More Evidence that Correlations Haven't Really Changed

Recently we highlighted an article from Mark Hulbert that detailed why talk of a new era of higher correlations among stocks is misguided. Now, The Wall Street Journal’s Jason Zweig offers more data showing that, when it comes to the correlation of the U.S. market with other markets, perception and reality are very different. 

Zweig say that according to data from global stock index tracker MSCI,  the average monthly correlation of the U.S. with the other countries in the MSCI World Index is 0.80, which seems fairly high. But it’s not high compared to the past — at the end of April, shortly before global markets peaked, it was 0.81, Zweig says; at the end of 2010, it was 0.82; in March 2009, it was 0.87. The average for the past ten years: 0.78. “So, while U.S. stocks are moving very much in tandem with those of other markets,” he says, “they are less linked than they have been in the recent past.”

So why does it feel like markets across the globe have been moving up and down in lockstep lately? Zweig says a recent study may shed some light on that. “Calculating correlations might seem like a task that could be carried out only in the most ‘rational’ areas of the brain,” he explains. “But it turns out that humans process relationships among variables in a region of the brain called the insula, which processes visceral reactions like disgust and pain. The study also suggests that people learn best about correlation by focusing on long-term trends or sequences, rather than on isolated, salient events. Thus, a handful of data points like the market moves of the past few days can distort our impressions of how correlated the world’s financial assets have become.”

(The study, titled “Hedging Your Bets by Learning Reward Correlations in the Human Brain”, can be found here.)

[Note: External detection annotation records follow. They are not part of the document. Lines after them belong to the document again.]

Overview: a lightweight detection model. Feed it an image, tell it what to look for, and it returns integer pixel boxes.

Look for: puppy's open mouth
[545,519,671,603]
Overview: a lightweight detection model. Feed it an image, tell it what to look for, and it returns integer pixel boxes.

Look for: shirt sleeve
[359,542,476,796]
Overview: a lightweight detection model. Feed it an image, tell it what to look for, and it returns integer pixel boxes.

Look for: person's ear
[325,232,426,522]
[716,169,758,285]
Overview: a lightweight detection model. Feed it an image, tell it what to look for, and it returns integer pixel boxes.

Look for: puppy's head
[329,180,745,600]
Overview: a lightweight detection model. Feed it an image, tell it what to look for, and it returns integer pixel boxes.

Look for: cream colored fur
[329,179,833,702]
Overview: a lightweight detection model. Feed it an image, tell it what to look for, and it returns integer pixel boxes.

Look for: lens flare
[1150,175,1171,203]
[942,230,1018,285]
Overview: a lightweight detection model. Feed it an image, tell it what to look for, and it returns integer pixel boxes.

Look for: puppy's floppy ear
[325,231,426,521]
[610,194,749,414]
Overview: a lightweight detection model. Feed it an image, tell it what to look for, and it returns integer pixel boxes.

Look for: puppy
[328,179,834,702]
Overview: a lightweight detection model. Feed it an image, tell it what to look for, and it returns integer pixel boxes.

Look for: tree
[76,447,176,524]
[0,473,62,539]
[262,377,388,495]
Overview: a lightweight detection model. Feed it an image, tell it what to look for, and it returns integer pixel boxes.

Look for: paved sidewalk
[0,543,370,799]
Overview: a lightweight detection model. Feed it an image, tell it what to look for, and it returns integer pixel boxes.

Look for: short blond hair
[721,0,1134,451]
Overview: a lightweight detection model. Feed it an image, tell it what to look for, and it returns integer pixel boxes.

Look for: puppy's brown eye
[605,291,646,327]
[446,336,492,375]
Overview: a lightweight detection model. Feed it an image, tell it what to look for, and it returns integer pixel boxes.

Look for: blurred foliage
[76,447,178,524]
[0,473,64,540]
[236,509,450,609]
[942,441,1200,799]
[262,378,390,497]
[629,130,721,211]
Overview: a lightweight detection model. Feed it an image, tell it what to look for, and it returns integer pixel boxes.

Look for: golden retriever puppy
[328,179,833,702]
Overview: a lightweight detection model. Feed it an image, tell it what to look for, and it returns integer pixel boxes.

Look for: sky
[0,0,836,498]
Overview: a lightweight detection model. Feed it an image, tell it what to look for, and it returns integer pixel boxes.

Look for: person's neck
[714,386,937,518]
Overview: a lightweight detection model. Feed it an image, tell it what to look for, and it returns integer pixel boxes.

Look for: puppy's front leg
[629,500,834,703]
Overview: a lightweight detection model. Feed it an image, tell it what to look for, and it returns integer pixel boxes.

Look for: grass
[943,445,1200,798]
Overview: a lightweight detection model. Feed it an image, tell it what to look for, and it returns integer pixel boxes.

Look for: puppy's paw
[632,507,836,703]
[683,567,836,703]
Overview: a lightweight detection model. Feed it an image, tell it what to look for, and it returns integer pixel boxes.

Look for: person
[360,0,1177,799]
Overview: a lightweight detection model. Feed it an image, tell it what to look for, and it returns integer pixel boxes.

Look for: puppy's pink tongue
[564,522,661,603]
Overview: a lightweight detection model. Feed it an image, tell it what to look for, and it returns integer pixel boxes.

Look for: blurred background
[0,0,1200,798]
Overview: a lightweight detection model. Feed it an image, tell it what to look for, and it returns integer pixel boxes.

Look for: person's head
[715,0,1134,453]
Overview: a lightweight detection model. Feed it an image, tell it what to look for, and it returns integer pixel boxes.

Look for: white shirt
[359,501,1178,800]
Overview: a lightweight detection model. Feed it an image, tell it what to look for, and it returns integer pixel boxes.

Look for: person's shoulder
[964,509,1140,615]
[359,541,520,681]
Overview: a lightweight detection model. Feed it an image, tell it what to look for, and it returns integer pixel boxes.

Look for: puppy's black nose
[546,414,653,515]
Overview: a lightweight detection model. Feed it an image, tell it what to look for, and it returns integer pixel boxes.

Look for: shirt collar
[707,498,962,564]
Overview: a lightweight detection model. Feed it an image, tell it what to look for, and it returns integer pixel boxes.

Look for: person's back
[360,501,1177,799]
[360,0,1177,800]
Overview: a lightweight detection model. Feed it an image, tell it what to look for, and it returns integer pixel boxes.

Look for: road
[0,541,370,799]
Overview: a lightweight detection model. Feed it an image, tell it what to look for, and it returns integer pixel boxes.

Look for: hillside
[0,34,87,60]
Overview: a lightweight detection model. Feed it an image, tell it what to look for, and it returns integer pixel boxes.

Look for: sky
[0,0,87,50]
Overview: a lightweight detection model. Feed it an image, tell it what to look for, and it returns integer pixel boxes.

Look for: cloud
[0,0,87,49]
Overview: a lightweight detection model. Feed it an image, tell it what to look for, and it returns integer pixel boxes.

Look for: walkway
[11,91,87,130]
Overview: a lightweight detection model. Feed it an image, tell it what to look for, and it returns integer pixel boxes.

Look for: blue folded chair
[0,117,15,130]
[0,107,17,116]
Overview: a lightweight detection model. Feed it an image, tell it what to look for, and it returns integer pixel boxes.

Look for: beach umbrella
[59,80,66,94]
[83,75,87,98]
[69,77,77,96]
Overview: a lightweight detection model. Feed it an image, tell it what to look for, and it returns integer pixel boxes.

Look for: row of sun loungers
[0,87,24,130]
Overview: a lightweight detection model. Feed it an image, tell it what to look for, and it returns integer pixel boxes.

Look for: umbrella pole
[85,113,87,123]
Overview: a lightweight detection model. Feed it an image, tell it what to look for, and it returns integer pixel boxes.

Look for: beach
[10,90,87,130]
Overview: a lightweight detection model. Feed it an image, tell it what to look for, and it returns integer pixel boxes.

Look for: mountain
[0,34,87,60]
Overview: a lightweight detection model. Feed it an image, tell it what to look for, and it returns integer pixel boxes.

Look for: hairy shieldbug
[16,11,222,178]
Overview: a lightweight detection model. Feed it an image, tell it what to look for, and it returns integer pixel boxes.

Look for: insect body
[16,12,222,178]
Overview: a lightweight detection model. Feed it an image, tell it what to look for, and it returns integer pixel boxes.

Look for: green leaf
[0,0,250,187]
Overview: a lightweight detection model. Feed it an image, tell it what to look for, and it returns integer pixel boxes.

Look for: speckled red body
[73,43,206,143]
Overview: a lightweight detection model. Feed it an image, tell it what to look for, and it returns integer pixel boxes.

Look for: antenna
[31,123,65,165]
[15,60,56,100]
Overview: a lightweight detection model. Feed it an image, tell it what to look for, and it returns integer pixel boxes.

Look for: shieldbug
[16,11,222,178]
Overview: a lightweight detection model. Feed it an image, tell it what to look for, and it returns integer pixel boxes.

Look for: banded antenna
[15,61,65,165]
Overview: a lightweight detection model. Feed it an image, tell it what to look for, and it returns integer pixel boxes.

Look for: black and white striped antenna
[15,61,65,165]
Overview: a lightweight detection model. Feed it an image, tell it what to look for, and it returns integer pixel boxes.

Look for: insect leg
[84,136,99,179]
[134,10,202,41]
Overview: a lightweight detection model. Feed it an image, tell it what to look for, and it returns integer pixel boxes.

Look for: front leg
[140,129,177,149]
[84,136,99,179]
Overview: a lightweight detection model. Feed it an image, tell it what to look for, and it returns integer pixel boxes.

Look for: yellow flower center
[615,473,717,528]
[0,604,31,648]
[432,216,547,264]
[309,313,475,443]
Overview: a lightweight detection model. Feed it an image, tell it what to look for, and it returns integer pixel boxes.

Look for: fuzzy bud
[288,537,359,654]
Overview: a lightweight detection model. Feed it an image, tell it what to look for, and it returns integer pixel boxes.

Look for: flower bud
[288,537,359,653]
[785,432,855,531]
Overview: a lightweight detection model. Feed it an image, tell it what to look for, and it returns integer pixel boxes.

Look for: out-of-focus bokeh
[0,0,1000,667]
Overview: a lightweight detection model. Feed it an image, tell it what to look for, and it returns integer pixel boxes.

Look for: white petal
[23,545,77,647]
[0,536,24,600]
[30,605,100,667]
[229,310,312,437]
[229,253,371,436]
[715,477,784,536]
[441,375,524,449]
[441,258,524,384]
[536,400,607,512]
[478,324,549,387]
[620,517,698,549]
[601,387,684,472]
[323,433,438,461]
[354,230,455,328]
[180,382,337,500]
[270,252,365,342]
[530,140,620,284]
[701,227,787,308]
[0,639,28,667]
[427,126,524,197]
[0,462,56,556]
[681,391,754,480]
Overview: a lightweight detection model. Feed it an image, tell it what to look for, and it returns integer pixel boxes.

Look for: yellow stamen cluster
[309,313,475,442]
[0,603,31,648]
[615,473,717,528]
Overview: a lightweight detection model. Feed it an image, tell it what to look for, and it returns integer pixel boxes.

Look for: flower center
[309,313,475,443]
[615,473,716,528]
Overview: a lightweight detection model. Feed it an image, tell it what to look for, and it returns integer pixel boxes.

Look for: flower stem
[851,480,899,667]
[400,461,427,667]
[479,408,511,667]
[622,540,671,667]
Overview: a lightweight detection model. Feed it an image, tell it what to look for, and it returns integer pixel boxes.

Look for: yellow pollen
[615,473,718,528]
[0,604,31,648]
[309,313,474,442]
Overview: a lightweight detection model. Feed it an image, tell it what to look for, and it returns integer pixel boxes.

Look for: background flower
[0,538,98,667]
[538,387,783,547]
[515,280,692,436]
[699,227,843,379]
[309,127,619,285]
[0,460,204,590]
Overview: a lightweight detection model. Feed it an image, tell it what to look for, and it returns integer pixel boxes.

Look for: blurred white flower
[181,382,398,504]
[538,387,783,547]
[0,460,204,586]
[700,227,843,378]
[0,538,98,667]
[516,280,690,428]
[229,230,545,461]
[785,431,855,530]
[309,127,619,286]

Still, Zweig says that doesn’t mean correlations won’t get higher, with the U.S. and many European countries facing very similar problems — namely debts and deficits. Those issues make inflation and currency weakness risks for investors. One way to protect against those risks, he says, is by investing in U.S. utilities, which tend to have minimal revenue outside the U.S., and whose prices charged “tend to move upward at a fairly steady pace regardless of inflation or interest rates”.